El Salvador : Dérive autoritaire
« Le 1e mai 2021, je me suis couché dans une république imparfaite. Et le lendemain, j’ai déjeuné dans une dictature en devenir ». Ce sont en substance les mots du journaliste Oscar Martinez pour décrire la violation de la Constitution par le président salvadorien Nayib Bukele et l’Assemblée législative, aux mains de son Parti.

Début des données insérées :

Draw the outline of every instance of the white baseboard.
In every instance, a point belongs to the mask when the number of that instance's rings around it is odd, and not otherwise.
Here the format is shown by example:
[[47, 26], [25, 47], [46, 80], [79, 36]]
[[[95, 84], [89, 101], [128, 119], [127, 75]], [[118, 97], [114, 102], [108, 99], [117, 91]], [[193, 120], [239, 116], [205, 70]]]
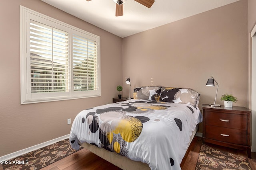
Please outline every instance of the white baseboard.
[[203, 133], [201, 133], [201, 132], [197, 132], [196, 133], [196, 136], [198, 137], [202, 137]]
[[53, 144], [54, 143], [59, 142], [68, 138], [69, 138], [69, 134], [58, 138], [54, 139], [50, 141], [49, 141], [29, 148], [26, 148], [20, 150], [18, 150], [18, 151], [11, 153], [6, 155], [4, 155], [0, 157], [0, 162], [2, 162], [2, 161], [4, 160], [9, 160], [13, 158], [26, 154], [33, 150], [40, 149], [40, 148], [43, 148], [44, 147]]

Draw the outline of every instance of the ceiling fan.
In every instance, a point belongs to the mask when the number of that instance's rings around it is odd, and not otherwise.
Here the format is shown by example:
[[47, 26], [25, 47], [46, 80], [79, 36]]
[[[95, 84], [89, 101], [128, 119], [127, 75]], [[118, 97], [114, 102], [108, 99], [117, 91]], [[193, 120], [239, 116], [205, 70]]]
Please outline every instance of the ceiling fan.
[[[86, 0], [90, 1], [92, 0]], [[116, 16], [124, 15], [124, 3], [126, 0], [113, 0], [116, 2]], [[150, 8], [155, 2], [155, 0], [134, 0], [142, 5]]]

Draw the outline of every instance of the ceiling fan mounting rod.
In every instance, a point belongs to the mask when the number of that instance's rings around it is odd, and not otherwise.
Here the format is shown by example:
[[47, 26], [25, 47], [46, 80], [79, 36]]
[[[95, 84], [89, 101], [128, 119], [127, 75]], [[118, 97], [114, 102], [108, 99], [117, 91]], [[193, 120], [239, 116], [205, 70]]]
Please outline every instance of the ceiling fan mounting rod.
[[118, 0], [116, 1], [116, 3], [119, 5], [121, 5], [121, 4], [123, 4], [123, 1], [120, 0]]

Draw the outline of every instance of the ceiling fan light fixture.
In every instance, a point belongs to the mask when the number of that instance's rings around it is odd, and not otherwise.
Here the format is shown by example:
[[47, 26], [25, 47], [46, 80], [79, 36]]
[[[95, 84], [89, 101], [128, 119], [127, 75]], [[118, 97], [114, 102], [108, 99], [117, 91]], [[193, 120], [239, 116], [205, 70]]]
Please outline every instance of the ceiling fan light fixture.
[[126, 0], [113, 0], [114, 2], [116, 2], [116, 4], [118, 5], [121, 5], [122, 4], [124, 4], [124, 2], [126, 1]]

Suite à la fin de la guerre civile en 1992, les deux principaux partis issus du conflit, l’ARENA (parti des élites économiques, néolibéral et conservateur) et le FMLN (issu de la guérilla, membre de l’Alliance progressiste au niveau international) ont alterné le pouvoir sans résoudre les problèmes profonds du pays, tels que les inégalités, la pauvreté ou les problèmes environnementaux, mais surtout les ravages de la violence engendrée par les « maras » [9], les narcotrafiquants et la corruption endémique [10]. Cette violence extrême, qui fait du Salvador un des pays les plus dangereux au monde, a poussé plus de 2 millions de personnes à migrer vers les Etats-Unis et, dans une moindre mesure, vers l’Europe et singulièrement la Belgique [11]. C’est principalement sur ces enjeux et sur le rejet des deux partis « historiques » que Bukele et son parti ont bâti leur victoire aux élections présidentielle de juin 2019 et législative de février 2021. Les chiffres de la criminalité ont officiellement diminué, renforçant la popularité de Bukele. Néanmoins, bien que cela soit nié par le président, le journal El Faro avait dénoncé des négociations qui auraient eu lieu entre celui-ci et certaines « maras » afin de faire diminuer les violences en échange d’avantages.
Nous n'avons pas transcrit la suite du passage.